The $80o mentioned above is a provisional patent. In other words, you pay that, with one or two visits to a patent attorney, and you are protected for one year. That gives you time to investigate the feasibility, do a search, all that stuff, and if someone copies your idea your filing proves you had it first.

A regular patent then must be filed before the year is up if you want to continue. That gets into 5 figures of $.

If it truly is a blockbuster of an idea, the $800 is cheap.

Oh, and beware of the companies that want to help you patent your original idea. They're generally not well regarded.

If you're only interested in a onetime payment, consider writing an article for a ww magazine. You can have a freelancer do the writing work for a fee then peddle the concept to the mags (one at a time).

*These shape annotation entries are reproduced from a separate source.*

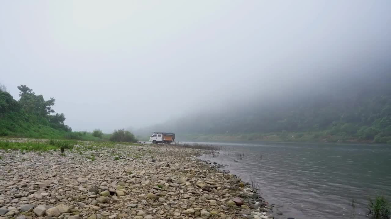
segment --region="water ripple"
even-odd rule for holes
[[[368,198],[391,196],[391,148],[387,146],[208,143],[224,149],[201,158],[226,164],[225,169],[256,182],[262,196],[284,213],[275,215],[277,219],[345,219],[352,213],[366,218]]]

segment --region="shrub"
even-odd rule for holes
[[[137,141],[137,140],[132,132],[129,131],[126,131],[124,129],[115,130],[110,137],[110,140],[111,141],[127,142],[136,142]]]
[[[102,138],[103,135],[103,132],[102,132],[102,130],[99,129],[95,129],[92,132],[92,136],[97,137],[98,138]]]
[[[389,219],[390,213],[389,205],[384,196],[376,196],[374,202],[369,199],[368,215],[371,215],[374,219]]]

Just some random, late night thoughts…


----------



## childress (Sep 14, 2008)

Anything like this ???


----------



## b2rtch (Jan 20, 2010)

Thank you all for your interest and replies.
I really am not interested to go through he trouble of patenting my invention. 
I published the pictures here:

http://lumberjocks.com/topics/21533

I have been using i many times and it works perfectly.


----------



## helluvawreck (Jul 21, 2010)

Hey, good luck on the marketing of the lifting contraption - I already have a bad back so keep us posted.


----------



## b2rtch (Jan 20, 2010)

I am not marketing it.


----------